Vanishing glaciers forests: Google’s Earth Day doodle shows how climate change altered the planet

Mount Kilimanjaro, Sermersooq, Great Barrier Reef, Harz Forests featured in the doodle

 
By DTE Staff
Published: Friday 22 April 2022

The world’s most popular search engine, Google, dedicated its homepage logo doodle for April 22, 2022 to climate change to mark Earth Day. 

The doodle, which changes to note anniversaries or global observances, showed how the defining topography of four places located far away from each other have been altered due to the anthropogenic phenomenon.

The four locations displayed are Mount Kilimanjaro in Tanzania, Sermersooq in Greenland, Great Barrier Reef in Australia and Harz Forests in Elend, Germany. The team that created the doodle used real time-lapse visuals of these places over a specified period from Google Earth, an online live 3-D model of Earth rendered from satellite images and other sources. 

Each set of images were turned into a gif. The first gif showed the retreat of the glaciers from the slopes of Mt Kilimanjaro from 1986 to 2020. Scientists have attributed the loss to global warming as well as change in land-use, mostly deforestation.
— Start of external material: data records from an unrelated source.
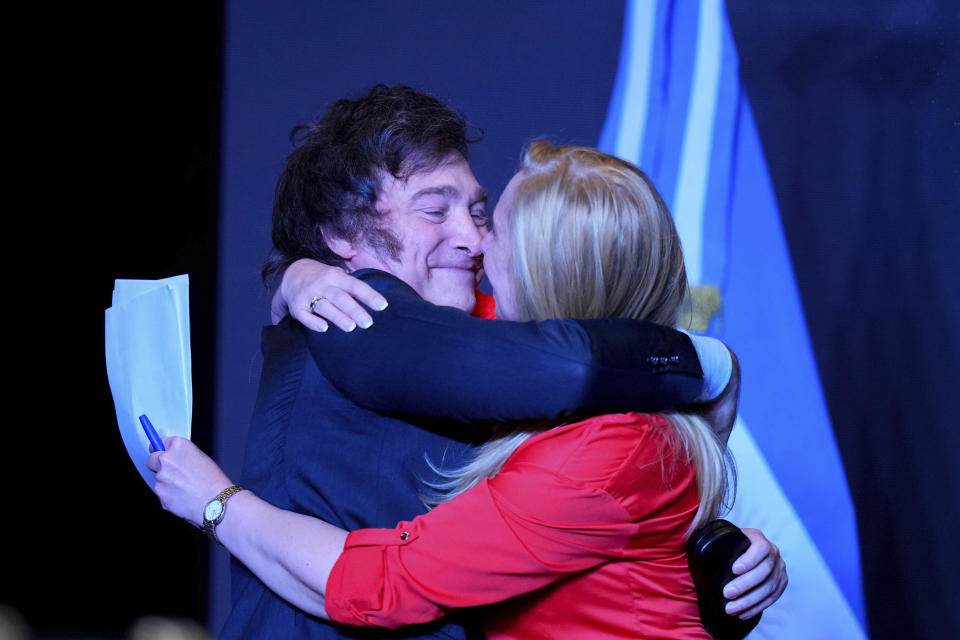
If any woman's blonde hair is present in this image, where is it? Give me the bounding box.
[428,140,727,534]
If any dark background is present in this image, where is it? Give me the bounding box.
[11,0,960,638]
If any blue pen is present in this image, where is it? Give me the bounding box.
[140,414,167,451]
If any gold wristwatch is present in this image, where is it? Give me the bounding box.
[203,484,243,544]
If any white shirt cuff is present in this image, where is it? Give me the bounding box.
[681,329,733,402]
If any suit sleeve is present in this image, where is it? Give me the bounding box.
[309,271,703,422]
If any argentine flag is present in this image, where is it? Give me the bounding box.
[599,0,867,640]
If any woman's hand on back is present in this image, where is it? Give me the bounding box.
[270,258,387,331]
[723,528,787,620]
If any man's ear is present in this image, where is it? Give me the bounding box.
[324,235,357,261]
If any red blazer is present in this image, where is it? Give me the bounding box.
[326,414,709,640]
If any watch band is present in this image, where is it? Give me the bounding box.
[203,484,243,544]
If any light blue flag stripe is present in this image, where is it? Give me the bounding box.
[601,0,864,638]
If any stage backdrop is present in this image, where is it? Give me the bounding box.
[219,0,960,640]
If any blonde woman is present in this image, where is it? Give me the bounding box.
[150,142,785,639]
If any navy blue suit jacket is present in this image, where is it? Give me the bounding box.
[221,271,702,639]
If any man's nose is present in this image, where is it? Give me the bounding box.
[449,211,486,256]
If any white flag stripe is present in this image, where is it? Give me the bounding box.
[614,0,657,164]
[672,0,723,284]
[727,418,867,640]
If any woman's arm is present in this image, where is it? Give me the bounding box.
[147,437,347,618]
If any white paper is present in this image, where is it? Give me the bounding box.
[105,275,193,488]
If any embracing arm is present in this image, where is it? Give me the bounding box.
[147,437,347,618]
[310,271,703,421]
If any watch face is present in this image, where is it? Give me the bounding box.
[203,500,223,522]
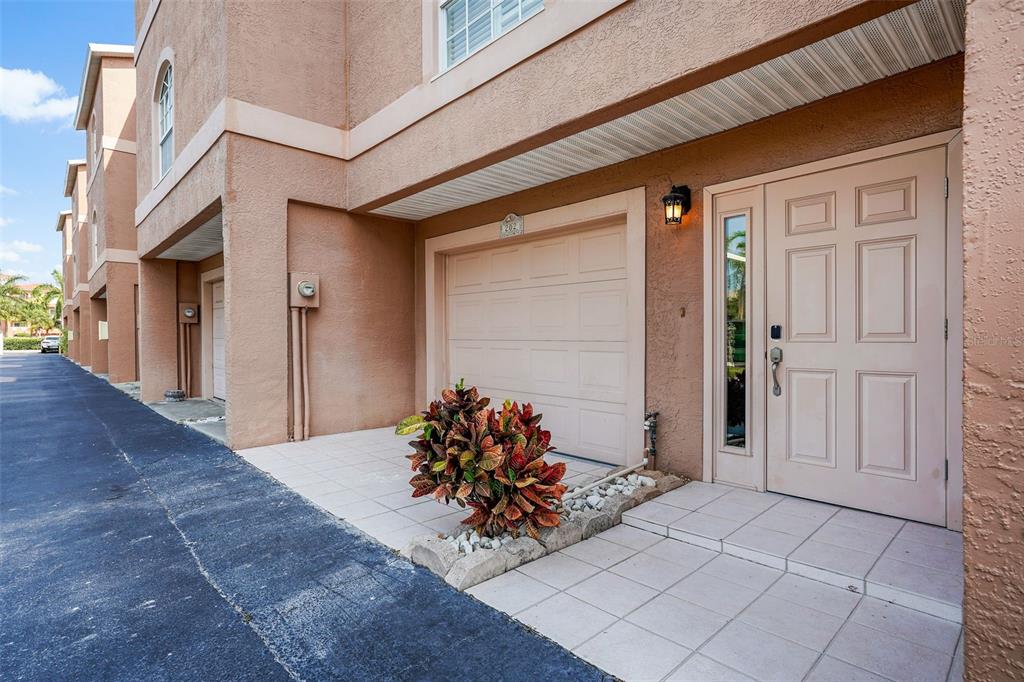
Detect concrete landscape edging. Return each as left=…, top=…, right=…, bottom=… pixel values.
left=402, top=470, right=689, bottom=592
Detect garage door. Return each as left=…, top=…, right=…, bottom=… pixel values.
left=445, top=222, right=635, bottom=464
left=213, top=282, right=227, bottom=399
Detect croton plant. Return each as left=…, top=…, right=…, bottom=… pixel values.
left=395, top=381, right=565, bottom=539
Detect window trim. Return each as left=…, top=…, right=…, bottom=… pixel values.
left=430, top=0, right=547, bottom=75
left=89, top=111, right=100, bottom=171
left=152, top=48, right=176, bottom=187
left=89, top=209, right=99, bottom=269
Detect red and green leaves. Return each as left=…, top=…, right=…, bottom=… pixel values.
left=395, top=382, right=565, bottom=538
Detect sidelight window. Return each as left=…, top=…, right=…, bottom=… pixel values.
left=722, top=214, right=749, bottom=447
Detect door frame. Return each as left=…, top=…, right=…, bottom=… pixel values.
left=701, top=128, right=964, bottom=530
left=199, top=266, right=226, bottom=398
left=417, top=187, right=647, bottom=465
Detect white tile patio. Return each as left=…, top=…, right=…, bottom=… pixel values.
left=239, top=428, right=611, bottom=551
left=469, top=518, right=963, bottom=682
left=623, top=482, right=964, bottom=622
left=240, top=429, right=963, bottom=682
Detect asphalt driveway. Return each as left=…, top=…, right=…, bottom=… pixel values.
left=0, top=354, right=602, bottom=680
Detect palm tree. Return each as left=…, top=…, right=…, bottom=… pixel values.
left=29, top=269, right=63, bottom=330
left=0, top=274, right=26, bottom=332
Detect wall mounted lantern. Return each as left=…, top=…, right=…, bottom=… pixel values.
left=662, top=184, right=690, bottom=225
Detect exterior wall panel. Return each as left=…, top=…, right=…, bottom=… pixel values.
left=964, top=1, right=1024, bottom=680
left=416, top=57, right=963, bottom=478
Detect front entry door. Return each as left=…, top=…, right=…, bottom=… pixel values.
left=765, top=147, right=946, bottom=525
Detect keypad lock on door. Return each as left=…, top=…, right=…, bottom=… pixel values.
left=768, top=346, right=782, bottom=395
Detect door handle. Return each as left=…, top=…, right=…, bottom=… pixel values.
left=768, top=346, right=782, bottom=395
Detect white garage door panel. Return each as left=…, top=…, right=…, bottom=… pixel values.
left=468, top=386, right=628, bottom=462
left=449, top=341, right=627, bottom=403
left=447, top=224, right=627, bottom=295
left=445, top=223, right=630, bottom=463
left=447, top=280, right=628, bottom=341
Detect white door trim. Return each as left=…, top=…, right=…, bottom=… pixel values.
left=701, top=128, right=964, bottom=530
left=420, top=187, right=647, bottom=465
left=199, top=266, right=224, bottom=398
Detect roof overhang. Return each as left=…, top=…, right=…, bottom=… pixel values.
left=371, top=0, right=965, bottom=220
left=75, top=43, right=135, bottom=130
left=57, top=210, right=71, bottom=232
left=65, top=159, right=85, bottom=197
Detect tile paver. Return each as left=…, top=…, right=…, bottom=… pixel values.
left=244, top=430, right=963, bottom=682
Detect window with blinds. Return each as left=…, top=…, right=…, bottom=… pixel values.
left=441, top=0, right=544, bottom=69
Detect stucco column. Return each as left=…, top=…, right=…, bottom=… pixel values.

The second showed loss of glacial ice in Greenland over two decades. The images were taken annually from 2000 to 2020.

The subject of the third gif was the Great Barrier Reef. It showed the extent of coral bleaching on Lizard Island, Australia over March, April and May in 2016. The images were gathered from The Ocean Agency, an international non-profit that works on marine conservation.

The final one illustrated the destruction of Harz Forests in Elend, Germany from 1995 to 2020 by bark beetle infestation. Rising temperatures and severe drought are responsible for this loss of green cover. 

Google, which records over 8 billion searches every day, has dedicated its daily doodle to Earth Day several times since the feature was rolled out in 1998. Climate change was the theme of the artwork for the first time this year.